Ateliers d'art de France presents

Meeting Maria Bang Espersen, creator of the signature piece of Révélations 2025

Her work has been selected to embody the visual of the signature piece for this 7th edition of Révélations. Maria Bang Espersen, a Danish-Swedish craftswoman, blows glass in her workshop in Småland County, Sweden. Her approach to the material is experimental and investigative, always curious to find new ways of using it. Meet the creator who explores and pushes back the properties of glass through unconventional processes.
Can you tell us about your background?

I did not grow up dreaming of becoming an artist. I lived in the Danish countryside and played with ideas of becoming a hairdresser, a school teacher or, later on, an art historian. I even enrolled at the university of Aarhus to study art history, but dropped out after only 1.5 years. I did not have a backup plan and the only thing that I thought I might have an interest in, was glassblowing. It was something I had been fascinated with as I child. So, I decided to test it out at a local school and a few years later I was fully committed and enrolled in a three-year technical glassblowing program in Kosta, Sweden. After this I studied glass at an applied arts school for another three years in Nexø, Denmark, before finally earning my MFA in art at CalArts in the US in 2017.

How do you imagine, design and create your glass sculptures?

My practice often starts with a very broad, open question such as: What happens if I do this to glass? This way, a conversation between me and the glass starts and from then on, it is very much about me observing what the glass is trying to communicate. It is a way for me to discover something new and exciting, that I could never have simply thought up on my own. I think of my final art works as collaborations between me and the material. The “techniques” I decide to develop are always the kind that I cannot 100% control. I want some things to be reserved for the unexpected.
Over the past 10-15 years, much has happened in the Scandinavian glass scene. A new generation of artists looking to explore glass in unconventional ways have emerged and I consider myself part of this movement.

The making of my sculptures can be described as a sort of extreme kind of playing – the process is wild, fun, and full of action, but the play material is a 900°C molten mass, shifting between malleable and stiff in a matter of seconds. My rapidly made sculptures come together under two opposing forces: control and serendipity. Traditional glass making is based on following precise rules because of the difficulty related to the craft. I mess with that by creating objects that are made fast and without the typical tools, creating prime conditions for me and the glass to work spontaneously together. My process clashes with the unyielding forces of gravity and time, compelling me to free myself from my own preconditioned notions¬ of good form and perfect technique.
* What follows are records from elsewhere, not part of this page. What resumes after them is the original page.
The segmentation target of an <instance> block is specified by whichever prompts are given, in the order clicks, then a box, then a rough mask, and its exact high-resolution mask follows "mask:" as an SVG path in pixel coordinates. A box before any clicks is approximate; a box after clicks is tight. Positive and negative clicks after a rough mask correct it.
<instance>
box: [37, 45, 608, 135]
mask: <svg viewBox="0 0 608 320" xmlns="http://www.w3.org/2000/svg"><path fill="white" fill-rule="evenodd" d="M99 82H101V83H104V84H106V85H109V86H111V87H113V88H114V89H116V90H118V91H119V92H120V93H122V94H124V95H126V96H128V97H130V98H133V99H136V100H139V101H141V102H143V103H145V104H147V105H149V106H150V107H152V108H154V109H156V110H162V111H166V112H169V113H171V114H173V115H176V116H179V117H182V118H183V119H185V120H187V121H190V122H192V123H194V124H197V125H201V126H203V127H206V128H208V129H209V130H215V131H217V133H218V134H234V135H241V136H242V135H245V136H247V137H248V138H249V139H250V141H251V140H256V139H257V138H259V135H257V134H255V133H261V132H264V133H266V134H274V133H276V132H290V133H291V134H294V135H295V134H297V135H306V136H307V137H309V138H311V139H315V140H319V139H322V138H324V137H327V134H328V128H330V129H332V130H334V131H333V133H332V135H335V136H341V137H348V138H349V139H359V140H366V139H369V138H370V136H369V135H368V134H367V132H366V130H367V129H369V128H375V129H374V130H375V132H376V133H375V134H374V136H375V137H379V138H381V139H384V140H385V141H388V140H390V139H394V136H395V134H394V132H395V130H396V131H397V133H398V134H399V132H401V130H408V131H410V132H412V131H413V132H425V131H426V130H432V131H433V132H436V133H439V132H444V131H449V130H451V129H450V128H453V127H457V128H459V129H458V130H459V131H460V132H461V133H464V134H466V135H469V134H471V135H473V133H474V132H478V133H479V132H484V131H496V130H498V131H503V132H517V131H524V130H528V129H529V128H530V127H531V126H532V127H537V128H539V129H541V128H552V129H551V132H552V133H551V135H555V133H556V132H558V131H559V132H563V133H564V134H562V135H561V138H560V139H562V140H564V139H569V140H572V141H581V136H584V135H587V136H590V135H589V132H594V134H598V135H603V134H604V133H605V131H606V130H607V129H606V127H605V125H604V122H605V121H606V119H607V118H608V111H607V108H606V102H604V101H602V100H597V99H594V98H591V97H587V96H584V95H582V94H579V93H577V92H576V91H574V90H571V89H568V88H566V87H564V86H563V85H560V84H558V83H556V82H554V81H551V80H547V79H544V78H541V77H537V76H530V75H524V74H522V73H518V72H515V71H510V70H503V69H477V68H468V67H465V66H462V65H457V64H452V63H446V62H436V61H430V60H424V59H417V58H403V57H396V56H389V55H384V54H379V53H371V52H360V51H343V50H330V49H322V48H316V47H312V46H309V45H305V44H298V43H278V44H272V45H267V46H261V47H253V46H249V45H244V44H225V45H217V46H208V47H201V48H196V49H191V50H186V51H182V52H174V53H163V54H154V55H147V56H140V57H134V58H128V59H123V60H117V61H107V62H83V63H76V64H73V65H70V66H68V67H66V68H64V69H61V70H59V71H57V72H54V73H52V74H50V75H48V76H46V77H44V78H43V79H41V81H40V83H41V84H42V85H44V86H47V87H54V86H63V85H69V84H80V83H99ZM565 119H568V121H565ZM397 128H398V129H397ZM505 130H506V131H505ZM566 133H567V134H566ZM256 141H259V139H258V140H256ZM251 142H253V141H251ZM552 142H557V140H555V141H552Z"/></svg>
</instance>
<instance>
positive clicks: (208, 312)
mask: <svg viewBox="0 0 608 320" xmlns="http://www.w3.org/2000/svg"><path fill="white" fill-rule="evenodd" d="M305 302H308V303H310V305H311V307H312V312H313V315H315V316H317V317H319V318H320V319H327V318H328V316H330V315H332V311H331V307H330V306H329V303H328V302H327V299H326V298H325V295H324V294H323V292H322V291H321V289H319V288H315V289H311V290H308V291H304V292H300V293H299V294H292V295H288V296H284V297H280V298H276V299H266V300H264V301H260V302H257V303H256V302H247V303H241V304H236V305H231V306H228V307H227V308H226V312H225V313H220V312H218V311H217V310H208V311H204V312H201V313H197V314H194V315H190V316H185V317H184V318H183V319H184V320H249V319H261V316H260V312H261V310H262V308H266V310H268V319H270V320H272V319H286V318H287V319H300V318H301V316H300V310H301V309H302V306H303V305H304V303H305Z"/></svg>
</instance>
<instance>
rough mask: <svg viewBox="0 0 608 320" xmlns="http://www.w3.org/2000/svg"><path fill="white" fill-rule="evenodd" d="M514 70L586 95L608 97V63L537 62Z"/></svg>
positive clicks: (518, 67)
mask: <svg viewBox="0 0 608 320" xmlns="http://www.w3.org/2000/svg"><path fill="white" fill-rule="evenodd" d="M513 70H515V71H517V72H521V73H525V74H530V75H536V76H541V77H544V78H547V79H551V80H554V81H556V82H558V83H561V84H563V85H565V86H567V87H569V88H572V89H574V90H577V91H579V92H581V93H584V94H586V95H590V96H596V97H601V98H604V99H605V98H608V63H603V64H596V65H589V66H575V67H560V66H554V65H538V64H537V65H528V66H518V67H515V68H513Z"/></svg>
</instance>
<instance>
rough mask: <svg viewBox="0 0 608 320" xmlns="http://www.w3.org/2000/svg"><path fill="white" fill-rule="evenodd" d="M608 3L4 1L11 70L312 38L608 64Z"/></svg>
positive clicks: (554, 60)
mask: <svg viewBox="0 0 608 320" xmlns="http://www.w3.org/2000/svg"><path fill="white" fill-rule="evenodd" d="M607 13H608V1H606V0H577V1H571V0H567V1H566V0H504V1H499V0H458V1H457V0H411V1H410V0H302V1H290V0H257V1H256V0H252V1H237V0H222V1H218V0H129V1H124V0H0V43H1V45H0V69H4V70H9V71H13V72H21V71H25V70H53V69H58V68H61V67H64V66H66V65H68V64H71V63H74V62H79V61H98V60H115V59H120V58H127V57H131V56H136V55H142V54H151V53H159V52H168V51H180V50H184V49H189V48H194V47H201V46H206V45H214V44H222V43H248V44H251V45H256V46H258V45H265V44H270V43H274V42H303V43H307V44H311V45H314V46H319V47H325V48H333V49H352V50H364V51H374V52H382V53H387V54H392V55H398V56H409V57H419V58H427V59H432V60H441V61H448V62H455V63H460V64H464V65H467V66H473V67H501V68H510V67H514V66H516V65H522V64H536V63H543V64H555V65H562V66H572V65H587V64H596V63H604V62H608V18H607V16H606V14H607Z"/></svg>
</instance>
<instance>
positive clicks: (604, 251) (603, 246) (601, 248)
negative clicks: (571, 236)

I need my focus to be 100% or this delicate relation will collapse, yet I can never fully predict the outcome and I never have complete control.

Can you tell us about the importance of innovation in your work?

I decided early on in my career that I would not be pursuing traditional techniques. Instead, I wanted to play with the material and get to know it without forcing it into shape.
Today my approach to glass stays experimental and investigative and I am always curious to find new ways to engage with it.
Focusing on unconventional fabrication processes is a way for me to physically manifest my interest in deconstructing existing hierarchies. Conventional glass making is based on following precise and restrictive rules, but I purposefully disrupt those notions by creating objects that are made fast and with the least amount of restrictions possible.

« Although made of glass and static in their final state, the objects´ playful exploration into conceived softness, reveals our flexible perceptions of the world and reminds us that things are often not as they first appear. »

How do you stand out with your technique?

I first developed the technique of stretching and folding hot glass in 2011. Air is trapped every time I fold the glass, turning a regular solid mass of glass into many layers of thin airy strings. Air, in combination with the optical properties of glass, results in the light being reflected in multiple directions creating a shimmery effect on the surface that is unusual in glass. Also, most of my sculptures are made of primarily transparent glass, but the air within them transforms their appearance and makes them opaque.

In addition, by stretching and folding hot glass, the strings on the outside cools down much faster than the warm core, offering a unique opportunity for me to work with the illusion of softness and create moments frozen in time. In the last seconds of malleability, I shape the glass by hand wearing heat resistant Kevlar gloves.

I had long had an idea to test out if I could fuse several of these stretched objects directly as I was making them in the glassblowing studio. In 2021 I finally tested it for the first time – and it worked! But I had never truly believed that it would, because all my knowledge regarding fused glass told me that it would fail due to the low temperature of the annealer, which must be at 510 degrees C at all times. But I discovered that adding freshly made objects could carry just enough heat for the fuse to happen.

Can you tell us more about the piece selected for Révélations?

Rock Mountain #1 is part of a series called “Soft”, created using this “stretched and folded hot glass”. technique. It was one of my first successful sculptures made with this new approach.
They are all investigations into the illusionistic possibilities of glass and the material´s ability to confront our expectations of what exist around us. These sculptures´ complexity simultaneously connotates shiny metal as well as draped silk, making the hardness of the sculptures intrinsically difficult to understand visually. Although made of glass and static in their final state, the objects´ playful exploration into conceived softness, reveals our flexible perceptions of the world and reminds us that things are often not as they first appear.